In the mind of the working classes, they think they are getting a good deal, and they think they are screwing you, because they took $30,000 from you, and now they don't have to pay any taxes at all. And you can even rant about how awful it is that your taxes are so high, and what scumbags these poor people are before they don't pay any taxes.
But in reality, you did nothing to deserve your money, and whether you technically handed over part of your fake money or not, doesn't change that fact. Had you not existed at all, the others would have been better off. Of the $30,000 you supposedly handed to government, it may have been spent to build roads, or schools. But the labor provided for those things will be provided by the lower and middle-classes, not you. In essence, they actually taxed themselves to produce these things, because it was their labor actually used to create them. Yet, in their imagination, it was you that paid for it.
It is all an illusion. But, the vast majority of people are too dumb to realize it. And then we get a bunch of idiots coming to this forum whining about how terrible the poor are because they don't pay taxes.
If you find someone whining about how the working poor aren't paying their taxes, you can pretty much guarantee that he is completely ignorant of how the monetary system works.
As I said before, if the rich are actually getting hosed by the poor. Then why do the rich continue to support near endless immigration of the poorest people on the planet?

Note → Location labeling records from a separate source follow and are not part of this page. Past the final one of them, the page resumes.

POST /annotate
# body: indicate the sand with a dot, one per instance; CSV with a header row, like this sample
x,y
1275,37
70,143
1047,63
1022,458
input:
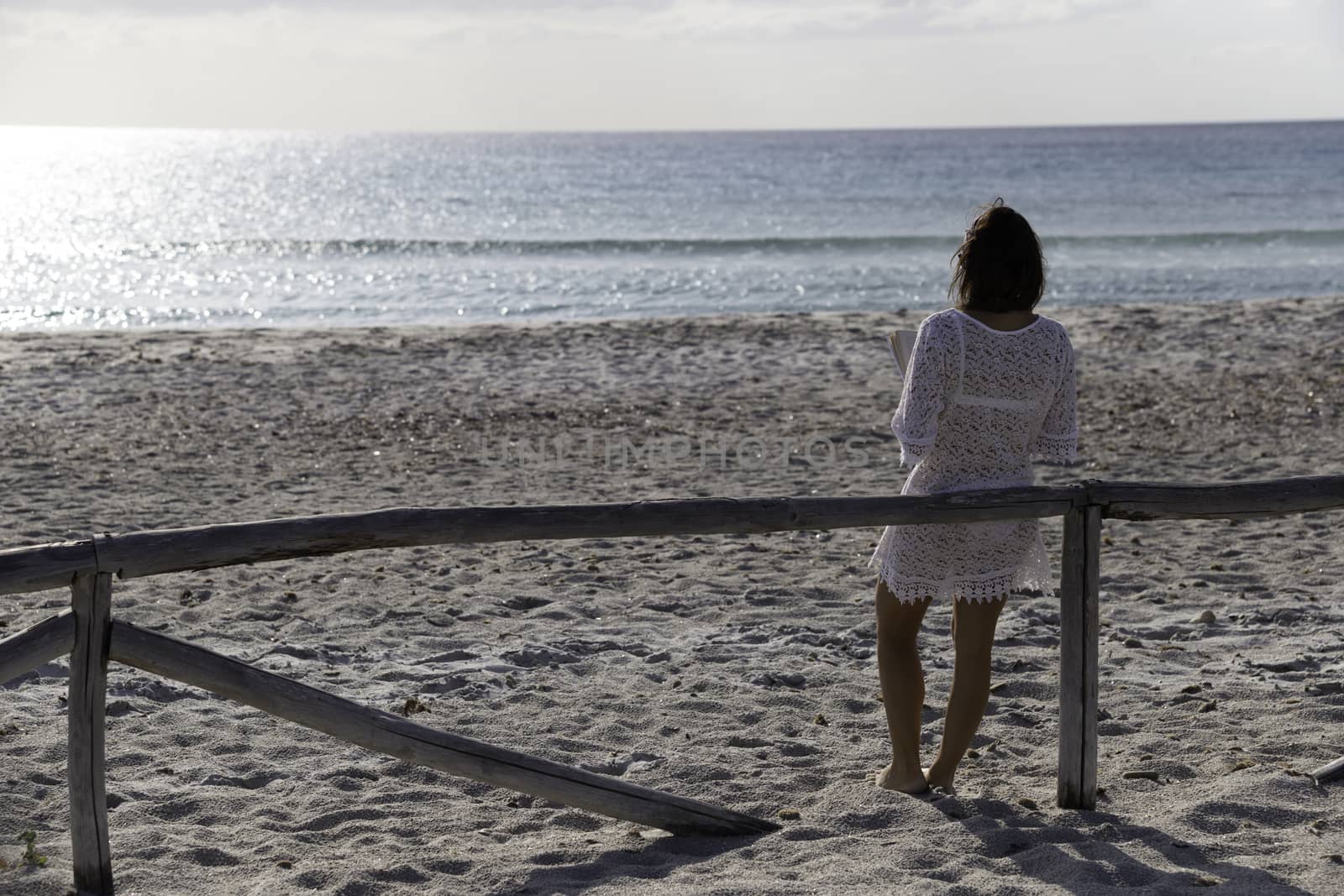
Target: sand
x,y
736,669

As long as you continue to close a blind eye to how these bankers manipulate the system to their advantage. Then we will be forced to continue having this stupid argument, over and over and over again. But I find these arguments pointless, because they mask and divert our attention away from the real problems.
Here is the truth, the bankers need to go. I'm so sick and tired of them.
Ron Paul may talk about ending the Fed. But that is just the start. This poison has infected the entire world.